With the creation of Marshall Records and their subsequent signings of Reigning Days, The Dirty Youth and King Creature, it was obvious that not only were they scouting the best new talent out there but they were mindful of finding fresh and modern sounds and each with their own distinct style.
Then there’s Rews. Much like their label-mates, they’re something entirely different and complete the eclectic stable Marshall are home to. As a two-piece, there’s been some talk of them being called the “female Royal Blood”. The main difference (other than their genders) is these girls can actually play their instruments and have a far more captivating album than Royal Blood’s.
Despite lacking a bass player, the music is as full-bodied as any “traditional” sound and at no point is lacking for want of a low end. This is mainly because guitarist (and vocalist) Shauna Tohill is playing some of the most distorted-as-fuck guitar work about. She deftly marries it with some massive hooks and covers it all in a nice pop sheen, latest single “Your Tears” being a perfect example of this.
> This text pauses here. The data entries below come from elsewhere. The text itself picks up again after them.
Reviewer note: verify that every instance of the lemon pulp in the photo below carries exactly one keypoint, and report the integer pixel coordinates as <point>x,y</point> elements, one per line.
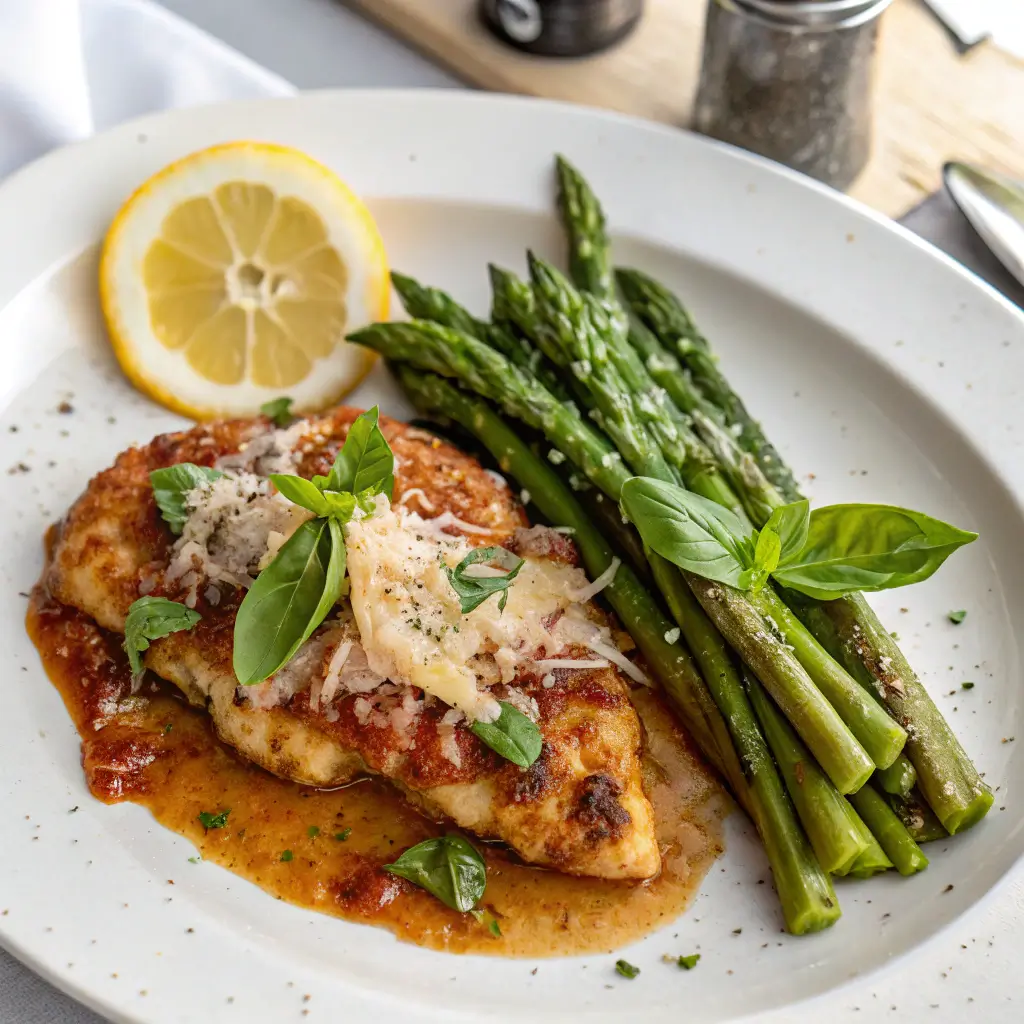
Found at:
<point>246,284</point>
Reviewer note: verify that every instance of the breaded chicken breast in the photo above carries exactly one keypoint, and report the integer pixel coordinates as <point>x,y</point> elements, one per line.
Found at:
<point>330,715</point>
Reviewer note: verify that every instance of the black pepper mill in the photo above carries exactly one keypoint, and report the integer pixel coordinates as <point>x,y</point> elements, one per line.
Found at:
<point>561,28</point>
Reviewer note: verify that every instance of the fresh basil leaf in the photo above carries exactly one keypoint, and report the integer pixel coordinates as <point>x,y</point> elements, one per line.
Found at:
<point>303,493</point>
<point>766,555</point>
<point>694,532</point>
<point>172,485</point>
<point>868,548</point>
<point>280,411</point>
<point>448,867</point>
<point>512,735</point>
<point>473,590</point>
<point>341,505</point>
<point>150,619</point>
<point>322,503</point>
<point>791,523</point>
<point>290,598</point>
<point>366,461</point>
<point>208,820</point>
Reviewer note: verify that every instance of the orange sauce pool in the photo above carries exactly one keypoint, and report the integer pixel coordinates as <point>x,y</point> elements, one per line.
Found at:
<point>155,750</point>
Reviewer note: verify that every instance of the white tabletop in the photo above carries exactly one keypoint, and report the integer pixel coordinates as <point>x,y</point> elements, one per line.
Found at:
<point>969,974</point>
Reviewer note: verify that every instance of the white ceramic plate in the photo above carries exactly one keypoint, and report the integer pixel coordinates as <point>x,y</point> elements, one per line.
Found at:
<point>877,365</point>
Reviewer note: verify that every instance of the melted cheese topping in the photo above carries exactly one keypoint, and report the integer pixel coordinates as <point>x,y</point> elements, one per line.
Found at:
<point>411,624</point>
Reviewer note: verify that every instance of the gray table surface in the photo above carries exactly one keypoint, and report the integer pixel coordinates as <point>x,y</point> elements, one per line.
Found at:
<point>318,44</point>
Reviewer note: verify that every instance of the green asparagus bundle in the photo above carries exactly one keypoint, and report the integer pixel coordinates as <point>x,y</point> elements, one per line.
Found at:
<point>945,774</point>
<point>849,626</point>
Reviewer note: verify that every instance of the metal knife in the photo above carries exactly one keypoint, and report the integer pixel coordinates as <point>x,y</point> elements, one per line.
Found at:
<point>994,206</point>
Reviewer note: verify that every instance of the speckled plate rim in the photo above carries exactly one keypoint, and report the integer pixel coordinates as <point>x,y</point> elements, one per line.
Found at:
<point>496,151</point>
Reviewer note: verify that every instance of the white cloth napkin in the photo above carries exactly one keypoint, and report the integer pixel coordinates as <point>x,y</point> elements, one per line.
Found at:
<point>71,68</point>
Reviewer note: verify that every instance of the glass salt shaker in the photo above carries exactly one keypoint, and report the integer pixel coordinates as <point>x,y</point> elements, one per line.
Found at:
<point>792,81</point>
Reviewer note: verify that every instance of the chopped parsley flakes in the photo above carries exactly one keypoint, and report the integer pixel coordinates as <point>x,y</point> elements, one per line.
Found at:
<point>208,820</point>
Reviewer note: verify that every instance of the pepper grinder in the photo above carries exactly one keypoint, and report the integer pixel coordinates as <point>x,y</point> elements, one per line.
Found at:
<point>561,28</point>
<point>792,81</point>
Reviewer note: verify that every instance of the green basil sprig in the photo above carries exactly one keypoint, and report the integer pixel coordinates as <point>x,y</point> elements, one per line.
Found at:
<point>473,590</point>
<point>868,548</point>
<point>512,735</point>
<point>837,550</point>
<point>448,867</point>
<point>701,536</point>
<point>150,619</point>
<point>172,485</point>
<point>366,462</point>
<point>279,411</point>
<point>290,598</point>
<point>296,592</point>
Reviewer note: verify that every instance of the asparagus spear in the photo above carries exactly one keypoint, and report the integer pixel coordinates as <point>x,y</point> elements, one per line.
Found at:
<point>872,859</point>
<point>826,817</point>
<point>878,733</point>
<point>451,353</point>
<point>805,891</point>
<point>889,830</point>
<point>559,306</point>
<point>899,777</point>
<point>573,314</point>
<point>584,220</point>
<point>945,774</point>
<point>660,310</point>
<point>557,322</point>
<point>426,303</point>
<point>947,777</point>
<point>919,818</point>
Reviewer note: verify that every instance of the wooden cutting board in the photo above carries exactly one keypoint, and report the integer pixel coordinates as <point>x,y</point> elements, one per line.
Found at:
<point>931,103</point>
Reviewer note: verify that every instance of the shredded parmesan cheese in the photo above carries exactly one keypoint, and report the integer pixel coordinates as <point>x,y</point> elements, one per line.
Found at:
<point>411,624</point>
<point>595,588</point>
<point>568,663</point>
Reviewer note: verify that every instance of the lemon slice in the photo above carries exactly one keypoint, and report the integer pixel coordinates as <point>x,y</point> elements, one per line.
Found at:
<point>232,276</point>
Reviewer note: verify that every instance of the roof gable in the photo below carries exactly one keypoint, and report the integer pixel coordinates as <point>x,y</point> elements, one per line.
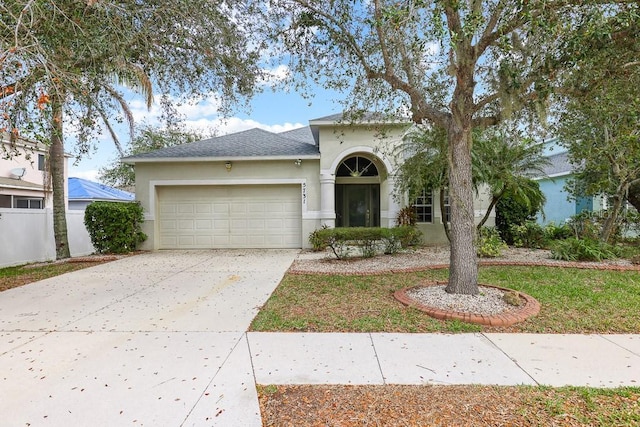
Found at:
<point>249,143</point>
Opening salvos of “Let It Roll” and “Rip Up My Heart” showcase drummer Collette Williams to her full potential with their hard edge which is swiftly followed by “Violins”. All of them are in and out of your ears quicker than you can blink, powered by her frenetic drumming.
Meanwhile the funky “We Explode” turns the fuzz and distortion to the proverbial eleven and a synth-y breakdown alongside the audience participation moment of “Oooh-oooh” which continues into follow-up track “Shake Shake”. Admittedly, there is a slight Royal Blood moodiness on “Shine” but imagine it’s done to a much higher standard and with Tohill’s drawling vocals to make it sound hateful.
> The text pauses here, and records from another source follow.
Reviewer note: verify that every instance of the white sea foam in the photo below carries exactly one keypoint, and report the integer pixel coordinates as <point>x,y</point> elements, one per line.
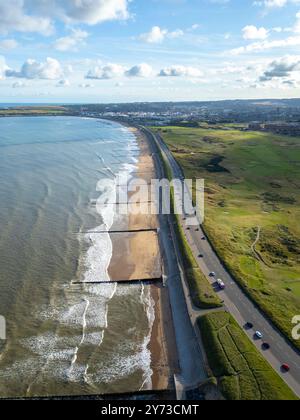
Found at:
<point>87,310</point>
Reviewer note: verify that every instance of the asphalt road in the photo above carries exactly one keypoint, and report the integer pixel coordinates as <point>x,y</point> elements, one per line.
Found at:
<point>235,300</point>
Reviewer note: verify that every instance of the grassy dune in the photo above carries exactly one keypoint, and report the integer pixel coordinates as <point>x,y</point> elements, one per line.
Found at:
<point>202,293</point>
<point>252,209</point>
<point>242,372</point>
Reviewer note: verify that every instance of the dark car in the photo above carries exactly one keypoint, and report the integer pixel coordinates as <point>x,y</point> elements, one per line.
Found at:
<point>266,346</point>
<point>285,367</point>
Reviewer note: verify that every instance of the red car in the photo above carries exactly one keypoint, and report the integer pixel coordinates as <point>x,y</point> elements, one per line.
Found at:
<point>285,367</point>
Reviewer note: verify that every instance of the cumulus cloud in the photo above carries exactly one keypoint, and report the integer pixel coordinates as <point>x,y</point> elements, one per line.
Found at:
<point>8,44</point>
<point>86,85</point>
<point>181,71</point>
<point>18,85</point>
<point>109,71</point>
<point>3,68</point>
<point>281,68</point>
<point>39,16</point>
<point>51,69</point>
<point>273,4</point>
<point>63,83</point>
<point>13,17</point>
<point>140,70</point>
<point>158,35</point>
<point>71,42</point>
<point>252,32</point>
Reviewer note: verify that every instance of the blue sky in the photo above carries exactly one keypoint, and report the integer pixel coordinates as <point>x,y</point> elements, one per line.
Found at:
<point>154,50</point>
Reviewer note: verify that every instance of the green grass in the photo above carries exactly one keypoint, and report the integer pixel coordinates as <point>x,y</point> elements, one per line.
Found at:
<point>256,184</point>
<point>241,371</point>
<point>202,293</point>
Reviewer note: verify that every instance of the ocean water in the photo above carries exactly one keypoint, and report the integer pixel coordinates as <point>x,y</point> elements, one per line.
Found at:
<point>65,339</point>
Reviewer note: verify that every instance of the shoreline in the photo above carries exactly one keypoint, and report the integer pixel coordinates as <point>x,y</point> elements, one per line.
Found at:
<point>136,251</point>
<point>162,344</point>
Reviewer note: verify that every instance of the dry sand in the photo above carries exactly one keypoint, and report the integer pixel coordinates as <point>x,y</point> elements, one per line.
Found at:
<point>137,256</point>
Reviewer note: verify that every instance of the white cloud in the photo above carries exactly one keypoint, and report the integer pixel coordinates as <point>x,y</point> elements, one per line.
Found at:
<point>292,41</point>
<point>63,83</point>
<point>18,85</point>
<point>140,70</point>
<point>14,18</point>
<point>86,85</point>
<point>71,42</point>
<point>281,68</point>
<point>51,69</point>
<point>109,71</point>
<point>158,35</point>
<point>181,71</point>
<point>39,16</point>
<point>3,68</point>
<point>252,32</point>
<point>91,12</point>
<point>8,44</point>
<point>275,4</point>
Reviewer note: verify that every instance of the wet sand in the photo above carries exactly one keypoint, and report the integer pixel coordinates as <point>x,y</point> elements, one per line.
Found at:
<point>137,256</point>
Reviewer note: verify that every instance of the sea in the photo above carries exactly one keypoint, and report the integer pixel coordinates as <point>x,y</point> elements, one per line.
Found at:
<point>64,338</point>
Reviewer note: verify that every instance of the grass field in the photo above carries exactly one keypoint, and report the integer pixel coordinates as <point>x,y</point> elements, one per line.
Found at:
<point>252,209</point>
<point>241,371</point>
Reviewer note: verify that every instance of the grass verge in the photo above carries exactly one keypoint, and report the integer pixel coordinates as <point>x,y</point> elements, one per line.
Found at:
<point>241,371</point>
<point>202,293</point>
<point>251,185</point>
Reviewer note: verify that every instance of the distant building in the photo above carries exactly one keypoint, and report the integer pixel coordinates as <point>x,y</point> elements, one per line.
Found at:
<point>288,129</point>
<point>255,126</point>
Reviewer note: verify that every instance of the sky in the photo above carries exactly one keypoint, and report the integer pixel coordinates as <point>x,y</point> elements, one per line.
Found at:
<point>148,50</point>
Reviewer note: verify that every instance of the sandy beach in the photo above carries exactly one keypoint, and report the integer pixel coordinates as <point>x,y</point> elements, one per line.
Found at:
<point>137,256</point>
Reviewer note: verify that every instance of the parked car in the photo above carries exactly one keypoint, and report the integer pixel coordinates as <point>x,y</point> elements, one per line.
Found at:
<point>266,346</point>
<point>259,335</point>
<point>221,284</point>
<point>285,367</point>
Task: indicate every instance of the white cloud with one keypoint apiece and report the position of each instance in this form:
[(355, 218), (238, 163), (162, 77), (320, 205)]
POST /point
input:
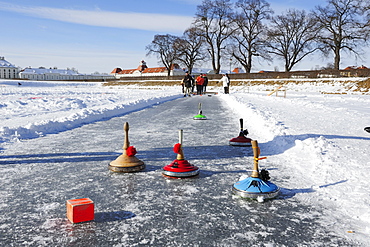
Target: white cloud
[(131, 20)]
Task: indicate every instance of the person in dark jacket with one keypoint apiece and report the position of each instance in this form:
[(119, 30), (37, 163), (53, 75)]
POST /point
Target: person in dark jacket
[(187, 82)]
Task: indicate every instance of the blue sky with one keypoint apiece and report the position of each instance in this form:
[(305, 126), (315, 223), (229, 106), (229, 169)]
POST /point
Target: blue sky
[(92, 35)]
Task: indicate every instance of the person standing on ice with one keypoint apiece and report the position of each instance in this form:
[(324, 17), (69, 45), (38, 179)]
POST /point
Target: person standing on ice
[(187, 83), (225, 83), (200, 81), (205, 83)]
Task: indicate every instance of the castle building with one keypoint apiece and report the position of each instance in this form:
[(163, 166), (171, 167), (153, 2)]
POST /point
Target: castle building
[(8, 70), (143, 70), (55, 74)]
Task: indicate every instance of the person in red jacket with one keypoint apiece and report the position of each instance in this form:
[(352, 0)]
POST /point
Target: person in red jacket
[(200, 81)]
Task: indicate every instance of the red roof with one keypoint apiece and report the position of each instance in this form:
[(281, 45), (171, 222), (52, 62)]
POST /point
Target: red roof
[(146, 70)]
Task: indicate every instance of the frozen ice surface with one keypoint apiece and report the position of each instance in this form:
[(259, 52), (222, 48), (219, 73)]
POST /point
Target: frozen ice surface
[(313, 163)]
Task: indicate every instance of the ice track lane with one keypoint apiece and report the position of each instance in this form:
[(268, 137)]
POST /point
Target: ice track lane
[(145, 208)]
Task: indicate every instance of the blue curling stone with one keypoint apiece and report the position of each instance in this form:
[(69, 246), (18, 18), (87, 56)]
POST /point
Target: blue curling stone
[(255, 188)]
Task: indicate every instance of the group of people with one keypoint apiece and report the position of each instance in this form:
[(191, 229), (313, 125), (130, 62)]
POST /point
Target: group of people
[(201, 82)]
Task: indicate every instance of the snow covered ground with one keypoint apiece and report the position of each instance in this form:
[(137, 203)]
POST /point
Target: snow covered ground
[(317, 137)]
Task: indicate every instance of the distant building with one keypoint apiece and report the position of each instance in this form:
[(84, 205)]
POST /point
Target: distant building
[(8, 70), (55, 74), (143, 70)]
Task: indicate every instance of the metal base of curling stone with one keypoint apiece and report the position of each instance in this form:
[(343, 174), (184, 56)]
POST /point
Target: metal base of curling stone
[(180, 174), (126, 169)]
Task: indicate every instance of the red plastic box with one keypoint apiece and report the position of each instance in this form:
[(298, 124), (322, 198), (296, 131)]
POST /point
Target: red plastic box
[(80, 210)]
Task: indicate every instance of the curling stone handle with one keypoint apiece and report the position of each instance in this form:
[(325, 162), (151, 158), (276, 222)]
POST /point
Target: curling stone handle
[(180, 155), (256, 153), (180, 136), (126, 143)]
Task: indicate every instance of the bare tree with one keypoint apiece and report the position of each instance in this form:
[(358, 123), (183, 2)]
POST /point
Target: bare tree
[(214, 19), (190, 48), (342, 27), (247, 41), (291, 36), (163, 46)]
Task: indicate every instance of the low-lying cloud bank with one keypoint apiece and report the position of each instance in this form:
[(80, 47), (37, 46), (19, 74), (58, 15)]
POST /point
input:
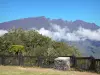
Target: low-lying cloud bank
[(57, 33)]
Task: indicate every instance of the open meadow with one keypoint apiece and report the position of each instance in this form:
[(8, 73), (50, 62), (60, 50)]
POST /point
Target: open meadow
[(17, 70)]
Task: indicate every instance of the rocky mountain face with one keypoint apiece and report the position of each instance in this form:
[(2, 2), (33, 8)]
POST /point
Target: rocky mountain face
[(87, 47)]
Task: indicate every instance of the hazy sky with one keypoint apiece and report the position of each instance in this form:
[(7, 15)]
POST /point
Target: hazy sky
[(87, 10)]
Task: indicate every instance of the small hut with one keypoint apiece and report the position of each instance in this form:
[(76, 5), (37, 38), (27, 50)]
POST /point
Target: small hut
[(62, 63)]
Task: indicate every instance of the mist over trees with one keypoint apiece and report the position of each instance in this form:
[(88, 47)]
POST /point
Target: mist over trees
[(31, 43)]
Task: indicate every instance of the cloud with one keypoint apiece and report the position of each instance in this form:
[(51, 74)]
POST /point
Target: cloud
[(63, 33), (2, 32), (58, 33)]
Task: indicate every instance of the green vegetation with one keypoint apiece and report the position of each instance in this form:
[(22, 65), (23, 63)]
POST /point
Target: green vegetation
[(31, 43), (15, 70)]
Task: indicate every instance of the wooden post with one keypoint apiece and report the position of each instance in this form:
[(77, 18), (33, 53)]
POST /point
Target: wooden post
[(92, 63), (2, 60), (74, 61)]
However, songs like “Death Yawn” with its tinge of arrogance and boredom segue nicely into the artsy “Miss You in the Dark” with its massive groove. It’s with these songs placed later in the album which shows a band of two different sides and how they evolve, tracks one and ten sounding completely different but as you listen to the evolution in the sequencing, it’s a band utilising disparate sounds to create an album which is fluid and varied.
Scuzzy, grungy and most importantly; fun, Pyro is a brilliant way to spend half an hour. Just as the idea of two-pieces is becoming old hat, Rews have come along to shake up the formula and make it captivating once more.